El hilo argumental que enlaza los doce capítulos que componen la novela no puede ser de lo más sencillo y al mismo tiempo de lo más cáustico: un joven y obstinado literato llamado Claude Lareincay persigue incansablemente al maestro Picabia dentro y fuera de París para leerle el manuscrito de su primera novela, El ómnibus, bastante pastelosa y muy del siglo XIX, por cierto. Picabia intenta quitarse de encima a Lareincay por todos los medios habidos y por haber, incluso concertando la boda del joven con una de sus amantes, y de paso no pierde oportunidad de mofarse de la obra del aspirante a escritor, con socarrones comentarios y sarcásticos parabienes.

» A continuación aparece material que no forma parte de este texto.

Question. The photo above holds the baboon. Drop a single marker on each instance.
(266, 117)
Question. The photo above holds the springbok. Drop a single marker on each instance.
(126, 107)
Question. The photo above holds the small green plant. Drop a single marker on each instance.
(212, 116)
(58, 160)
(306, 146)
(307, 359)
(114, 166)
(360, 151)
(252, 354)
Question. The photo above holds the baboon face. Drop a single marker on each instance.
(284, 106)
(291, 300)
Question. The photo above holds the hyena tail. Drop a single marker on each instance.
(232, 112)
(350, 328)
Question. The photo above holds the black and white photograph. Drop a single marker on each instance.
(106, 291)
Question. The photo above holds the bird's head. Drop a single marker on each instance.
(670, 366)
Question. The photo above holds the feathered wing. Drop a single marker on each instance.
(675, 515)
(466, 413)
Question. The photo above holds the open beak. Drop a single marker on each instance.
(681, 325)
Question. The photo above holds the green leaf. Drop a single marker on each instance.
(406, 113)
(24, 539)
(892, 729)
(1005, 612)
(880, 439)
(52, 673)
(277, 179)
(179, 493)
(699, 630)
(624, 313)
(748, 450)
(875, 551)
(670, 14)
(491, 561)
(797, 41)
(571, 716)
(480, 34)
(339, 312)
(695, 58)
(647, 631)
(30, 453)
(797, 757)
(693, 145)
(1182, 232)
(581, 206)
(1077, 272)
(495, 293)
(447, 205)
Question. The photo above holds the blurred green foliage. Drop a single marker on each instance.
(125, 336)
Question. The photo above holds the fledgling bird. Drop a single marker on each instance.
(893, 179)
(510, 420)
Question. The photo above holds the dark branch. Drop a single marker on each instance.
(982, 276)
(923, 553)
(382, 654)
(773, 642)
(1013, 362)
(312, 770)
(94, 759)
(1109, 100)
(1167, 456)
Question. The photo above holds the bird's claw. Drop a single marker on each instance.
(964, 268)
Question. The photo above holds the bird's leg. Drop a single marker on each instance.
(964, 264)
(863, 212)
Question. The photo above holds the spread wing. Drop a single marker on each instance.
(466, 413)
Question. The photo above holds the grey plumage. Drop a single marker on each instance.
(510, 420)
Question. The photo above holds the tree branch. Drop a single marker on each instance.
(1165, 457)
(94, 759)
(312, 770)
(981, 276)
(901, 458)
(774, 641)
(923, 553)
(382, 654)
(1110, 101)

Poco importa el desenlace de este acontecimiento: el tono costumbrista permite intuir con facilidad que es un pretexto de Picabia para instalarse en una posición de autoridad que le permita observar a cuantos le rodean con una mirada cargada de ironía complaciente y expresar, de un modo un tanto fragmentario, su peculiar filosofía de vida y de arte. La enjundia de la novela está, en cambio, sobre todo en el ajetreado desfile de excéntricos personajes, muchos de ellos camaradas de correrías de Picabia o al menos, con desavenencias de por medio, compañeros de vanguardia. Picabia reparte leña con casi todos. Picasso aparece desmesurado y Jean Cocteau caricaturizado; el núcleo del grupo surrealista, con Louis Aragon, Philippe Soupault y, sobre todo, André Breton, concentra con diferencia el mayor número de burlas. Fruto de ellas Picabia parodia ‒o no‒ las célebres sesiones de espiritismo e hipnosis del grupo. El detalle de la fecha en la que Picabia escribe Pandemonio no carece de importancia. En 1924 Breton escribió el primer Manifiesto Surrealista, que dejaba fuera de juego a Picabia.

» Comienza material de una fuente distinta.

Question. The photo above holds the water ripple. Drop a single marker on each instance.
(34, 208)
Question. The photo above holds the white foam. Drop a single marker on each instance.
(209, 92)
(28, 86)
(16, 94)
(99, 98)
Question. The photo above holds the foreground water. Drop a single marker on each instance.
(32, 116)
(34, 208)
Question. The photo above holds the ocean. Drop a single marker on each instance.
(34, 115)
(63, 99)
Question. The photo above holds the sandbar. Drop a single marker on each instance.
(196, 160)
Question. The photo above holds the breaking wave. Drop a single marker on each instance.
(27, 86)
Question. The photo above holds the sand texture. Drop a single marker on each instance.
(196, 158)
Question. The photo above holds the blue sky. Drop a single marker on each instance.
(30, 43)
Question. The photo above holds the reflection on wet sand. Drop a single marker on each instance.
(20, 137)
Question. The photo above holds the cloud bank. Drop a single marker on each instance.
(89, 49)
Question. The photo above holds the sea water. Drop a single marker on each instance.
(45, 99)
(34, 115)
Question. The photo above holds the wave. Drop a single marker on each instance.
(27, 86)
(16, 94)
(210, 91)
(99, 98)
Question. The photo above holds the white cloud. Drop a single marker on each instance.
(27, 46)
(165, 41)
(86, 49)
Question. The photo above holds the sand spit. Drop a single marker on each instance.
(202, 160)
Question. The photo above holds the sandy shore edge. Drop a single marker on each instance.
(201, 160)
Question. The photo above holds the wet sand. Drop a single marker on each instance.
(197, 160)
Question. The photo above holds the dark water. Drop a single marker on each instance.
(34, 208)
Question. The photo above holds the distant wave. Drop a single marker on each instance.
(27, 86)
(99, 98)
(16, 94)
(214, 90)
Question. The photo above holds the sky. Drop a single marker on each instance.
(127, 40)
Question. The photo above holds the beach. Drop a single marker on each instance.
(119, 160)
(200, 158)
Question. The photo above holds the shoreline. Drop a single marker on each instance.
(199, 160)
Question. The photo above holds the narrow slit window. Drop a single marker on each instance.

No es de extrañar que la lectura del manuscrito de Pandemonio le resultara bastante irritante a Breton, como se lo hizo saber a su todavía amigo en una carta llena de franqueza. Picabia no solo no se retracta sino que agudiza rencores y contraataca. Se inicia entonces en revistas y diarios una guerra entre Picabia y los surrealistas, con Breton a la cabeza, con artículos que van desde lo totalmente explícito a lo sutilmente sugerido. Sin embargo, Picabia tenía las de perder. A pesar de ser diecisiete años menor, Breton se había granjeado un buen círculo de amistades y tenerlo como enemigo podía resultar muy contraproducente. La venganza personal de Picabia fue rehacer las veintinueve primeras páginas de Pandemonio, llenándolas de rayos y centellas, para después lanzar el manuscrito a un cajón y olvidarlo para siempre, consciente de que tampoco es que tuviera mucho que decir.
Pero en realidad sí que tenía mucho que decir. Sobre las vanguardias se han escrito miles de páginas de todo tipo, desde ensayos u obras de ficción a guiones cinematográficos. Sin embargo, pocos textos tienen la sinceridad y la autenticidad que puede ofrecer el testimonio vívido de uno de los protagonistas de esta turbulenta etapa. Aún siendo ficción, Pandemonio es uno de los relatos fundamentales para conocer de primera mano el bullicio vanguardista que se produjo en el emblemático París de los años veinte.